Minute Man Sandbag Conditioning For Fighters



One of the best and most productive ways to train for combat sports is through the use of intervals. While most people just limit interval training to stuff like sprints or jumping rope (which are both very effective), there are many "non conventional" training tools and odd objects that are excellent for fight preparation. One of which is my all time favorite - sandbags. Yup, sandbag training is like the "raw and uncut" version of real strength training for fighters.

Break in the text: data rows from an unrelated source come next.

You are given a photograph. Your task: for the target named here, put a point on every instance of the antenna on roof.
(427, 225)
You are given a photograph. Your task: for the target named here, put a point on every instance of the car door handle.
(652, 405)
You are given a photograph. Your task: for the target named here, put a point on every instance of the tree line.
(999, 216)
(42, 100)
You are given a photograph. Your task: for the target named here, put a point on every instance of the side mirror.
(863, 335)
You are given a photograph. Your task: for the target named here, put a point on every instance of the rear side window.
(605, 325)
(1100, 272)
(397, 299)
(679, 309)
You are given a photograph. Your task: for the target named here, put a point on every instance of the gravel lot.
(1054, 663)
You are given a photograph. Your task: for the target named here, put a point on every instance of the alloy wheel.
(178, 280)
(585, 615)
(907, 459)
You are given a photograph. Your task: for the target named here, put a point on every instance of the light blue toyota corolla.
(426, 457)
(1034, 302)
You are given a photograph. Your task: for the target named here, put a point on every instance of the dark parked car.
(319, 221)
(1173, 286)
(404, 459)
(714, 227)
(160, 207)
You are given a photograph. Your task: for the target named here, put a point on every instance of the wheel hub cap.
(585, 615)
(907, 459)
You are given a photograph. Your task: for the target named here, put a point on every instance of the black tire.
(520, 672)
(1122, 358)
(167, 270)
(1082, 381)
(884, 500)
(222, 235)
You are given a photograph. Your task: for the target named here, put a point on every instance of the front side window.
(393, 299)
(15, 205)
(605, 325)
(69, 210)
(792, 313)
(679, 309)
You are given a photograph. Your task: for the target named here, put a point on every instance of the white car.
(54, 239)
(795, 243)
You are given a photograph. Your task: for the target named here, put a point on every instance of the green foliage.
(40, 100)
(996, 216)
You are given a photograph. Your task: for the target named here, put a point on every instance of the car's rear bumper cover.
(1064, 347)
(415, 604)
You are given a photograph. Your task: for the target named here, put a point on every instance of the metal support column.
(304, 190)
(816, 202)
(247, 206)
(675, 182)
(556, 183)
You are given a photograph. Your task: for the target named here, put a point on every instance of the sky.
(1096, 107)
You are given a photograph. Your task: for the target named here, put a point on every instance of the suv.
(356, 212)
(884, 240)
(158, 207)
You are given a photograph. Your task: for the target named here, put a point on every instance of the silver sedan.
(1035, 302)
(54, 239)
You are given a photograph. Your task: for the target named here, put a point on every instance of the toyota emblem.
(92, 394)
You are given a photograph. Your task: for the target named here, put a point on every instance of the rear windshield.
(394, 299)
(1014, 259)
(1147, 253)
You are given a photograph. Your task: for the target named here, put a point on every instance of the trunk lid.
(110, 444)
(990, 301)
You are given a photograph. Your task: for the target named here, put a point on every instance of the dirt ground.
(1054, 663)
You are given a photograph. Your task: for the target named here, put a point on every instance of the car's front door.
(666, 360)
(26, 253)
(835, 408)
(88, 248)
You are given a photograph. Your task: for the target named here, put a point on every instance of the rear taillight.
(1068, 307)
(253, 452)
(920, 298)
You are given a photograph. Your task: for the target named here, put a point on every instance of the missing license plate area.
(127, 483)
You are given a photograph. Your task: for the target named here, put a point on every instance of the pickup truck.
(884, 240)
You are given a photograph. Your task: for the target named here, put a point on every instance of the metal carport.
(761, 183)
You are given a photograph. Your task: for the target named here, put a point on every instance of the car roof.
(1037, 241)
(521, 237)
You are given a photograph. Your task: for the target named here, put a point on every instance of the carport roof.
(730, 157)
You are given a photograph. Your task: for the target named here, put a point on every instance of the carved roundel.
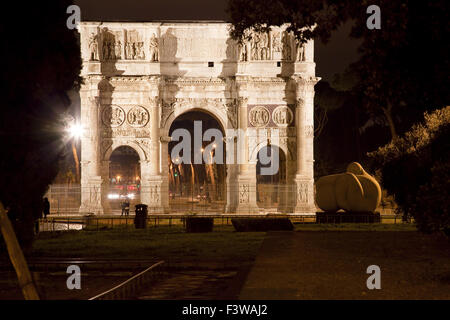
(259, 116)
(282, 116)
(137, 117)
(113, 116)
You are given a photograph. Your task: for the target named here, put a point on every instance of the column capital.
(165, 139)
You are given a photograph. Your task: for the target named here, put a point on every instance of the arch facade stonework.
(142, 76)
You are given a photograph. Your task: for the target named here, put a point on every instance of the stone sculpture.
(353, 191)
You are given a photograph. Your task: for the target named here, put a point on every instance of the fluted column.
(246, 179)
(91, 180)
(153, 182)
(304, 122)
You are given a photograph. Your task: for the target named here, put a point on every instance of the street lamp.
(75, 131)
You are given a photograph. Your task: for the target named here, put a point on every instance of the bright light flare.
(75, 130)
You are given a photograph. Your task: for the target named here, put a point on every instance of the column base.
(304, 196)
(91, 196)
(154, 195)
(246, 195)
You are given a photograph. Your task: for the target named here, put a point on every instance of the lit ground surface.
(315, 262)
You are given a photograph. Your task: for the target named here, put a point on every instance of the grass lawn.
(173, 243)
(168, 243)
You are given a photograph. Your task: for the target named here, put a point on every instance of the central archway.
(196, 186)
(124, 178)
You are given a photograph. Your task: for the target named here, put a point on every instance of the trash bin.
(140, 218)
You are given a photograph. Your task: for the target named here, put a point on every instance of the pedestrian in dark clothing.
(46, 208)
(125, 208)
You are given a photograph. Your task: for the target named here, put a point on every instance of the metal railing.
(168, 220)
(187, 199)
(128, 288)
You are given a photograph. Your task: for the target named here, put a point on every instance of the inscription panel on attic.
(139, 78)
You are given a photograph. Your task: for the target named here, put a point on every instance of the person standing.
(46, 208)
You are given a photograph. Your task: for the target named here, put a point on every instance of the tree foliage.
(416, 171)
(403, 67)
(41, 63)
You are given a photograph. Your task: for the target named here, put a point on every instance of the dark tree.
(40, 63)
(403, 69)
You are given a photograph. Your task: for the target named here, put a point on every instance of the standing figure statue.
(93, 47)
(286, 40)
(118, 49)
(265, 46)
(300, 51)
(154, 48)
(243, 55)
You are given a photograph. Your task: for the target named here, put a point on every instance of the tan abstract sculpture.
(354, 190)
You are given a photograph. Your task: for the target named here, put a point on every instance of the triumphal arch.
(140, 77)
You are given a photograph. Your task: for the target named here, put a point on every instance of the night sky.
(331, 58)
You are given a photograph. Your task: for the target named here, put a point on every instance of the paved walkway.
(332, 265)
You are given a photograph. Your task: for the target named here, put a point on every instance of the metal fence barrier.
(58, 223)
(197, 199)
(128, 288)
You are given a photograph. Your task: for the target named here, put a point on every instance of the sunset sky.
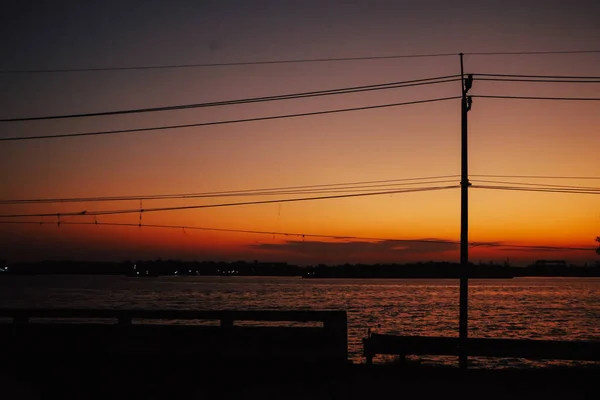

The problem with most fighters strength and conditioning programs is that they try to get ultra specific, and often don't focus on building the base of the athlete. What most fighters need is to build up huge reserves of general strength, explosiveness, and power endurance so that they can dish out a beating for 2,3, or up to 5 minute rounds. Sandbags are the perfect weapon, and will not only build great strength in the hips, back, and grip, but they offer an isometric component that is rarely trained. Throwing strikes or working eccentrically and concentrically is one thing, but it is when two fighters tie up and battle for position when people start to really fatigue. That constant transition is what makes fighting and grappling so exhausting. Sandbags will remedy this unlike anything else.

So a great way to use sandbags in interval fashion is to pick 3-5 of movements and work each for 1 minute - attempting to get maximum reps before taking a 45-60 second break and doing it all over again.

Here's a 5 minute round example:

Minute 1: Sandbag Clean and Press

Minute 2: Sandbag Shouldering

Minute 3: Sandbag Power Cleans

Minute 4: Sandbag Zercher Squats

Minute 5: Sandbag Bent Over Rows

Repeat for a total of 2-5 rounds (depending on where you are in your training cycle).